While the advent of sound technology extended the reach of an already popular vaudeville and nightclub entertainment the origin of percussive dancing has a long history. West African step dances, European clog dances and various jigs and hornpipes went into the mix that became the dynamic urban form of tap and its various styles. African roots are recalled in a short bare foot slapping routine performed to drumbeat (Andy Freeborn) by Michaella Mead, Charlie Cameron, Reid Perry and Julian Bonser.

As the narrator points out human beings are accustomed to rhythm evolving in the womb to the accompaniment of their mothers’ heartbeat. Young children love repetitive rhythms and become fully engaged in bodily movements that accompany rhymes or songs.

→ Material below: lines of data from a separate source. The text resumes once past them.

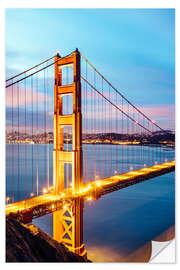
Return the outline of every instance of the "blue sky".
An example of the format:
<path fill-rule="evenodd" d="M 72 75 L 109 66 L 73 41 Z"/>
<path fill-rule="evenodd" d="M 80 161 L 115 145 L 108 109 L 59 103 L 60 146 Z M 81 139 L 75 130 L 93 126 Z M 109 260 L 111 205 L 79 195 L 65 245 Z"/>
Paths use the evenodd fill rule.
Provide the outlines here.
<path fill-rule="evenodd" d="M 78 48 L 130 101 L 174 128 L 173 9 L 6 9 L 7 77 Z M 167 111 L 169 116 L 167 116 Z"/>

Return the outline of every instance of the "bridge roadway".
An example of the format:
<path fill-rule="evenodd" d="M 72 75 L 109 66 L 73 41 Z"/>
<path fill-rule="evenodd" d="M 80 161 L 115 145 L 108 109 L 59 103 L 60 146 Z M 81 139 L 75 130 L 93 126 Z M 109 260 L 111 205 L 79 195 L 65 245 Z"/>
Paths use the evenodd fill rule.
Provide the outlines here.
<path fill-rule="evenodd" d="M 70 204 L 74 199 L 83 198 L 87 201 L 98 199 L 104 194 L 174 170 L 175 161 L 171 161 L 89 182 L 88 184 L 83 185 L 79 192 L 73 192 L 72 189 L 68 189 L 68 191 L 64 190 L 64 192 L 56 195 L 53 191 L 48 191 L 46 194 L 40 196 L 7 204 L 6 216 L 13 214 L 15 216 L 22 217 L 24 214 L 29 213 L 32 220 L 32 218 L 60 210 L 62 207 L 66 207 Z"/>

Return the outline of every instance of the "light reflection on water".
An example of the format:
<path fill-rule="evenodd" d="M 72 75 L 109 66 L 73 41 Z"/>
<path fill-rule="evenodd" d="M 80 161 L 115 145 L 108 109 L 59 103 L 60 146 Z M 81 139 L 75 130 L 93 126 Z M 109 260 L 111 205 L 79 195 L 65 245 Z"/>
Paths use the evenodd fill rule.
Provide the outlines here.
<path fill-rule="evenodd" d="M 84 240 L 89 257 L 94 261 L 98 257 L 100 261 L 148 260 L 149 242 L 174 225 L 173 181 L 174 173 L 154 178 L 86 207 Z"/>
<path fill-rule="evenodd" d="M 43 145 L 40 149 L 42 151 L 40 157 L 43 161 Z M 174 151 L 169 151 L 168 154 L 172 158 Z M 24 160 L 22 160 L 21 171 L 25 173 L 23 162 Z M 136 164 L 138 163 L 137 159 Z M 8 171 L 10 164 L 9 154 L 8 177 L 10 177 Z M 40 178 L 44 181 L 43 162 L 39 165 Z M 8 177 L 7 194 L 10 192 Z M 84 244 L 88 258 L 97 262 L 149 261 L 151 256 L 154 256 L 163 246 L 162 242 L 162 245 L 160 244 L 157 248 L 157 245 L 154 245 L 155 241 L 156 243 L 170 241 L 174 237 L 172 229 L 175 223 L 174 177 L 174 173 L 169 173 L 107 194 L 97 201 L 85 203 Z M 31 183 L 30 176 L 29 182 Z M 24 185 L 22 184 L 22 197 L 24 197 L 23 194 Z M 33 223 L 53 236 L 52 221 L 50 214 L 34 220 Z M 169 228 L 171 229 L 168 230 Z M 154 246 L 156 246 L 155 251 Z"/>

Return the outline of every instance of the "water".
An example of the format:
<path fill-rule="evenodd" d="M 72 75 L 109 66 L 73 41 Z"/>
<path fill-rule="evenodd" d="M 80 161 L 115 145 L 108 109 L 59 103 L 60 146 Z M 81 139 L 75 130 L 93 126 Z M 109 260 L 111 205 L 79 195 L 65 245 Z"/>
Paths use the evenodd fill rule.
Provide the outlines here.
<path fill-rule="evenodd" d="M 104 196 L 84 211 L 89 257 L 131 261 L 129 257 L 142 249 L 138 259 L 143 261 L 143 247 L 146 250 L 151 240 L 172 227 L 174 219 L 174 173 Z"/>
<path fill-rule="evenodd" d="M 25 146 L 19 144 L 21 149 L 21 158 L 19 161 L 21 175 L 21 192 L 20 197 L 24 198 L 30 192 L 32 187 L 32 174 L 36 175 L 34 162 L 34 171 L 32 173 L 30 150 L 36 152 L 37 145 L 28 145 L 29 151 L 27 161 L 29 163 L 27 177 L 27 191 L 25 190 Z M 39 182 L 43 187 L 46 182 L 46 161 L 47 145 L 39 145 Z M 96 150 L 98 150 L 98 147 Z M 102 146 L 101 146 L 102 147 Z M 103 146 L 104 151 L 110 150 L 114 146 Z M 122 147 L 122 146 L 120 146 Z M 135 148 L 134 148 L 135 147 Z M 11 194 L 11 164 L 12 164 L 12 145 L 7 145 L 7 194 Z M 87 150 L 88 148 L 88 150 Z M 133 148 L 133 149 L 132 149 Z M 23 150 L 24 149 L 24 150 Z M 86 145 L 86 155 L 92 152 L 92 146 Z M 134 151 L 135 150 L 135 151 Z M 147 147 L 144 147 L 144 161 L 147 162 Z M 154 151 L 154 148 L 150 149 Z M 17 156 L 18 147 L 14 145 L 14 156 Z M 121 149 L 119 149 L 121 151 Z M 128 151 L 136 153 L 130 159 L 126 160 L 126 165 L 133 163 L 135 168 L 140 166 L 141 160 L 138 159 L 139 146 L 129 146 Z M 50 145 L 50 184 L 52 183 L 52 145 Z M 113 151 L 112 151 L 113 153 Z M 115 152 L 112 159 L 115 160 Z M 168 159 L 173 159 L 174 151 L 167 151 Z M 158 154 L 157 154 L 158 156 Z M 90 160 L 90 159 L 89 159 Z M 129 161 L 129 164 L 128 164 Z M 17 160 L 14 171 L 14 185 L 17 189 L 18 164 Z M 120 160 L 118 163 L 120 164 Z M 103 163 L 103 164 L 99 164 Z M 103 156 L 103 160 L 96 157 L 96 168 L 108 164 L 108 157 Z M 89 175 L 92 177 L 94 164 L 90 164 Z M 116 164 L 114 163 L 115 169 Z M 90 179 L 89 176 L 89 179 Z M 84 244 L 89 259 L 92 261 L 149 261 L 167 241 L 174 237 L 175 224 L 175 185 L 174 172 L 153 178 L 151 180 L 129 186 L 125 189 L 105 195 L 97 201 L 85 203 L 84 210 Z M 86 179 L 86 181 L 89 181 Z M 36 179 L 34 181 L 34 188 Z M 17 193 L 17 192 L 16 192 Z M 16 194 L 16 197 L 18 195 Z M 33 221 L 45 232 L 53 236 L 52 214 L 38 218 Z"/>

And so it seems, to borrow from a Gershwin song performed by a glamorous Peta Anderson, “we’ve all got rhythm” as we respond to the dancers striking the floor in traditional and innovative rhythms with rapt attention. How is it that the elegant Thomas J Egan and the vigorous Jack Egan can make complex demanding rhythms seem so effortless, so mesmerising?

Within the group there is room for fun and challenge but nevertheless there is a different aesthetic at work reflecting contemporary interest in the journey both of the individual, of the group and of tap as an art form. Expect to hear more of this innovative company in the future.